The result is a new rehearsal draft. It is largely the final script that Sophie Treadwell approved before her death, but coloured with all our re-insertions and a few interventions made entirely new for this production. The text is multi-coloured and filled with footnotes so that Natalie and I can quickly see at a glance where each part of the script came from. Once we’ve settled on a stable rehearsal draft, we create another draft for the actors - this is clean of all the extra information, with all of Sophie Treadwell’s stage directions and line-readings also stripped out. It is a clean slate, ready to encourage actors’ original responses, though of course they are always welcome to cross reference with our fuller, slightly unwieldy documents, once rehearsals are underway. Natalie describes it in terms of rehearsing music: the actors have their libretto, and we have the whole musical score.
Such an approach to the play is grounded in the writer’s own radicalism: Sophie Treadwell is one of the most inspiring playwrights I’ve ever read. Writing over fifty plays in a culture that openly privileged male artists, she produced her own work on Broadway, as well as writing novels and producing pioneering journalism. The work she made is coruscating and delves straight to the base fabric of her society, stripping away the polite theatrical conventions of her age and establishing a radical new theatrical form in order to explore her culture. Often we come across the phrase that Sophie Treadwell was ‘ahead of her time’ or that she ‘anticipated’ the concerns of our age. This kind of thinking is flattering, but it lets us off the hook. In truth, Sophie Treadwell did not write Machinal in order to be relevant ninety years after her own opening night. The shocking thing is not how contemporary the past feels, but how outdated the present really is. This is the value of staging classic plays: they hold a mirror up not only to a singular cultural moment but also to the passage of time. In many ways, as we progress through each scene of Machinal, it will become clear how far we have come since 1928 – but in many ways it will also reveal how the overarching structures of our lives, how the archetypes sitting underneath our relationships, have barely shifted at all. Ultimately, what becomes clear is how well Sophie Treadwell understood the nature of capitalist, patriarchal society, and its degrading consequences for individuals stuck within the urban machine. As such, we should not praise Sophie Treadwell for her foresight but for her insight. We should not marvel at her prescience but at our own impotence.
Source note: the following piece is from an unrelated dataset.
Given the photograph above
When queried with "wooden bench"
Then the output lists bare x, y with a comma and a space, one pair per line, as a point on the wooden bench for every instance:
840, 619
This production follows hot on the heels of a new play, The Writer, by Ella Hickson. It would be bizarre not to acknowledge how tangibly these two writers illuminate each other. Early in Hickson’s play, one character advocates dismantling capitalism and ending patriarchy. In previews, that line used to get laughs, but on the night of Harvey Weinstein’s arrest, and the Irish vote to repeal the 8th, it got a round of applause. Perhaps we are finally catching up with Sophie Treadwell, and Ella Hickson. Sophie Treadwell understood her society to its very root, and that is the first level on which we are asked to engage with the play: what are the base archetypes structuring all our relationships and conversations? When we believe we are acting as an individual, how far are we unconsciously performing a role written for us by the societal machine? Are we just like characters in a play, saying the lines written for our roles as worker, daughter, mother, husband, lover, judge and jury? What would it feel like to break out of that rhythm? What would it mean to be free, truly free, radically free?